Les premières séquences stratigraphiques du sondage le plus récent, mais malheureusement pas les plus anciennes1, sont datées du XIVe s. av. J.-C. Elles prouvent que les premières constructions - séquences 1 à 3 - sont uniquement réalisées en terre, soit en adobes (briques de terre crue) soit en bauge (terre massive). L’architecture de pierre ou composite, à ossature en bois, n’apparaît pas avant le IVe s. avant notre ère. Peut-on pour autant parler d’une ville en  terre sous la ville de pierre ? Ainsi l’aspect du paysage actuel de Shabwa, avec ses nombreux socles de pierre, qui intriguèrent tant les voyageurs, doit faire place, durant le I er millénaire av. J.-C., à l’image d’un village ordonné bâti d’édifices en terre.

 

Aux alentours du Xe s. av. J.-C., au changement de millénaire, un grand bâtiment est édifié au milieu de la dépression d’as-Sabkha, face aux premières constructions. Il est construit sur un puissant massif de briques crues (Breton 2001 : 38, Breton 2003 : 2002, Breton-Roux  2005 : 95-114, Darles 2007b). Un édifice monumental en pierre pourrait avoir été édifié au-dessus de ce massif de fondation. En témoigneraient plusieurs monolithes imposants réutilisés dans le palais. L’un d’eux (Darles 2005 : 151-171), situé sous l’accès monumental et doté de plusieurs feuillures, n’est pas sans rappeler les grands monolithes des temples du Jawf ou de Marîb.

 

Jaqueline Pirenne date la plus ancienne des inscriptions mentionnant l’édification d’une courtine, Sh VI/76/89, de type paléographique B, des environs du IVe s. av. J.-C (Pirenne 1990 : 59). La chronologie basse défendue par J. Pirenne est aujourd’hui controversée et contredite par de nombreuses découvertes. Cette inscription trouvée durant la fouille du rempart occidental pourrait être, à la lumière des progrès de l’épigraphie sud-arabe, datée du VII e s. av. J.-C. (Schiettecatte 2006 : 275) Ce rempart primitif, doté d’une ou de plusieurs portes2, entourait de manière lâche le noyau primitif de la future capitale. A cette époque apparaissent les premières inscriptions faisant part du rôle politique de Shabwa.

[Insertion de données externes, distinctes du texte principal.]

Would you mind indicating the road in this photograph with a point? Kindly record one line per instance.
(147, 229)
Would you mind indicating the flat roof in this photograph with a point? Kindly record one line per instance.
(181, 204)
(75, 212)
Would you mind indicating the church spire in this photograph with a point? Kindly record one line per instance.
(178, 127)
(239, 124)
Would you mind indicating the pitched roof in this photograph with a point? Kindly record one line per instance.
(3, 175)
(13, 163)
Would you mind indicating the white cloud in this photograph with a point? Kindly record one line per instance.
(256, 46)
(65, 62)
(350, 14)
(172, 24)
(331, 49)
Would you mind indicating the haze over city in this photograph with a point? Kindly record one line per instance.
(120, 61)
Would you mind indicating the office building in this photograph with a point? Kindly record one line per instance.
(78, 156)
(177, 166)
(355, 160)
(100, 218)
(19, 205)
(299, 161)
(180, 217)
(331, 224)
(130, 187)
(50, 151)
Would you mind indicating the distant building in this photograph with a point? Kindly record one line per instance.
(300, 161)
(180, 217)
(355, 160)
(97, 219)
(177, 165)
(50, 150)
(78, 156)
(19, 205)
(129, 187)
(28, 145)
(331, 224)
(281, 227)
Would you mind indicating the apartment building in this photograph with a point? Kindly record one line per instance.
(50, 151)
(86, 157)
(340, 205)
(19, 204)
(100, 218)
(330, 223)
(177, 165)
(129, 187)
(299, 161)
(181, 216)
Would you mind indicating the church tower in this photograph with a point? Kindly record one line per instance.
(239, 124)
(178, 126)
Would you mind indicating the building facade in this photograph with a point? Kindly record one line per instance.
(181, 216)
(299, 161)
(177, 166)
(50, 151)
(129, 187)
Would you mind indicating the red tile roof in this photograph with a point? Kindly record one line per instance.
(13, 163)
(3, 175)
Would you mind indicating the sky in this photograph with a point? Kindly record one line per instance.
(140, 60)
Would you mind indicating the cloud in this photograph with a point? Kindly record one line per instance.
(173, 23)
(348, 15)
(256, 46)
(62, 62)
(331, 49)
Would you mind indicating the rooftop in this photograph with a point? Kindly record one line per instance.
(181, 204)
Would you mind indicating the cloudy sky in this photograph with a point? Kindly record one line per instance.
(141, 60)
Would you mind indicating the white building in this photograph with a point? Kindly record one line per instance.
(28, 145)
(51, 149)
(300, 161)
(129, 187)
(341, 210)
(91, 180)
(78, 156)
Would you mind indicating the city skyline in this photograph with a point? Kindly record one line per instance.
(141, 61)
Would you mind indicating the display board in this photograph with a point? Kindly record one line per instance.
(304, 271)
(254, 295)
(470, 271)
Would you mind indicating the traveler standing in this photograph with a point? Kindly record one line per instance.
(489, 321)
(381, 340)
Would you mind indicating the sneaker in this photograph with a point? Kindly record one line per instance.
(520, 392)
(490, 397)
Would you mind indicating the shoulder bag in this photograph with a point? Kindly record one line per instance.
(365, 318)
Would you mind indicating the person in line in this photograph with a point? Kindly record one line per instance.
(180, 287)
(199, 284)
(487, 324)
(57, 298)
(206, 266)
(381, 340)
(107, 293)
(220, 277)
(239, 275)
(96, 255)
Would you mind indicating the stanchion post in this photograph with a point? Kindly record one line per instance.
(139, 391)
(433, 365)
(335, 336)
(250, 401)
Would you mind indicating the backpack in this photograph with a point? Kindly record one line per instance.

Une autre inscription trouvée dans le Shi’b al-Layl, au pied du Ghusm  al-Ghalib, à l’ouest de Shabwa, de style C, selon la chronologie paléographique établie par Jaqueline Pirenne, et datée par elle du IV e s. av. J.-C., pourrait également être plus ancienne d’un ou deux siècles. Le texte inscrit mentionne la construction du palais Shaba’an par ‘Alyafa’ Dubyan fils du roi ‘Amdahar. Doit-on penser que ce palais se substitue au grand édifice précédent ? Les preuves archéologiques sont réduites et la question trouvera peut-être un jour une réponse rationnelle.

 

Une datation C14  donne pour la construction du rempart, à l’emplacement de la porte n°6, le IV e s. av.  J.-C.3 Il pourrait s’agir d’une réfection de la fortification primitive du VIIe siècle qui englobe alors le palais et l’intègre au sein de la ville. En effet, la face nord de l’enceinte initiale est totalement transformée, peut-être en plusieurs temps, au moins à partir de la porte 2 jusqu’à la face orientale. Nous pensons que la première enceinte était préalablement dotée, sur cette face nord, d’un seul et unique franchissement, la porte n°3 (Fig. 5) ; ce serait à la suite de la modification du tracé que les portes n°2 et n°4 sont créées et la porte n°3 avancée et déplacée vers le nord. Le nombre de porte est fonction du développement du site (Fig. 4).

 

Ce rempart, long de 1 375 m, est réalisé et transformé en utilisant une maçonnerie monumentale en grand appareil liaisonné avec un mortier de qualité. Ce mode constructif a très bien pu préexister dans le rempart primitif que nous avons beaucoup de mal à distinguer de ses transformations ultérieures, qui ne cesseront pas jusqu’au  2 e s. de notre ère. Ce mode de construction se retrouve utilisé dans la citadelle, dont un angle est encore débout sur plus de six mètres de hauteur au sommet de la colline d’al-Hagar, à une altitude de 720 m. Même s’il est toujours difficile et délicat de tenter des approches chronologiques d’après des techniques de construction, nous proposons d’attribuer une même datation pour l’édification de ces deux ensembles disjoints. Cinq portes sont connues, trois sur la face nord-ouest (portes n°2, n°3 et n°4), une à la jonction de la pointe sud de l’éperon d’al-‘Aqab, Husn al-Ma’, et de la face sud-ouest (porte °1) 4 et une à l’angle est (porte n°5). Une première structuration de l’espace intra-muros est alors  en train de naître avec la structuration de la rue qui relie la porte n°3, au pied du palais, et le grand édifice considéré jusqu’à aujourd’hui encore comme le temple majeur dédié au dieu Say’in. Si l’on en croit une datation de son escalier oriental, le socle du palais pourrait également dater du IVe s. av. J.-C5.  Les niveaux les plus profonds du « Grand Temple » sont également datés du IV e – III e s . av. J.-C. (Breton 1998 : 95-152). Est-ce également à cette période qu’est édifié le temple extra-muros (Breton 1998 : 157-161) ?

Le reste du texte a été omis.